Najwyższa Izba Kontroli sprawdzi Komisję Nadzoru Finansowego oraz inne instytucje rynków finansowych w Polsce.

Kontrola obejmować będzie w szczególności działania podjęte przez KNF, BFG oraz inne instytucje odpowiedzialne za bezpieczeństwo rynku finansowego w odniesieniu m.in. do podmiotów takich jak: Ursus S.A., Polnord S.A., VeloBank S.A. oraz Polski Bank Apeksowy S.A. Jak napisano w uzasadnieniu: "Izba uznaje taką kontrolę za zasadną i oczekiwaną społecznie."

Najwyższa Izba Kontroli ma zamiar zbadać działania Komisji Nadzoru Finansowego oraz Bankowego Funduszu Gwarancyjnego w stosunku do kilku prywatnych instytucji finansowych, w tym VeloBanku, które mają związek z biznesmenem Leszkiem Czarneckim.
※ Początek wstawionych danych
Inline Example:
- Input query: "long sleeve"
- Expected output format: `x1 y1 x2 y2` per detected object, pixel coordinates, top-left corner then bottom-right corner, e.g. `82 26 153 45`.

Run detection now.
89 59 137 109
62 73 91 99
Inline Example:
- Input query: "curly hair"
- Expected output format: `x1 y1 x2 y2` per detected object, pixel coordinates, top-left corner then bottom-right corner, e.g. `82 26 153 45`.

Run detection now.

Kontrola ma dotyczyć m.in. roli, jaką w procesie przejęcia Getin Noble Banku odegrali politycy poprzedniej kadencji władzy.

Jak powstał VeloBank?

VeloBank to instytucja, która powstała w wyniku wymuszonej restrukturyzacji Getin Banku, należącego wcześniej do Czarneckiego. Obecnie bank przechodzi przez proces sprzedaży, który nadzorowany jest przez BGF. Kontrolerzy NIK chcą dokładnie przeanalizować działania i decyzje organów regulacyjnych, które miały wpływ na bezpieczeństwo finansowe kraju, zwłaszcza w kontekście wydarzeń związanych z Getin Bankiem.
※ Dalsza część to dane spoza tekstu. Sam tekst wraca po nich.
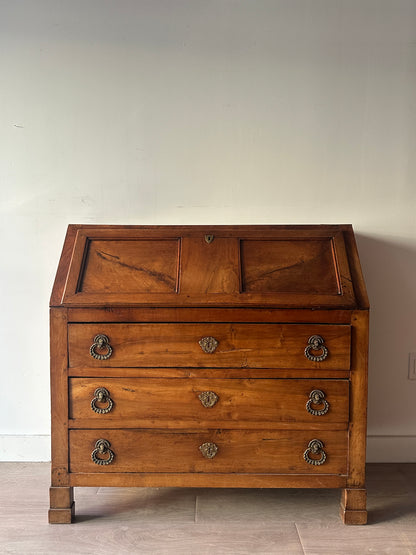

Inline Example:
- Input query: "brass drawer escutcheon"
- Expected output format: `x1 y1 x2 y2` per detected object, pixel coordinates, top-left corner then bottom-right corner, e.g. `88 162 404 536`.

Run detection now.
198 337 219 354
91 439 114 466
91 387 113 414
303 439 326 466
90 333 113 360
305 335 328 362
199 442 218 459
198 391 219 409
306 389 329 416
Dodatkowo, w 2023 roku Czarnecki złożył pozew przeciwko Skarbowi Państwa i VeloBank S.A. w sprawie Getin Noble Banku. W 2018 roku ujawnił on również nagranie rozmowy z ówczesnym szefem KNF, Markiem Ch., na której dyskutowano plan, określany jako "plan Zdzisława", zakładający ogłoszenie upadłości Getin Banku i przejęcie jego aktywów przez Skarb Państwa za symboliczną złotówkę.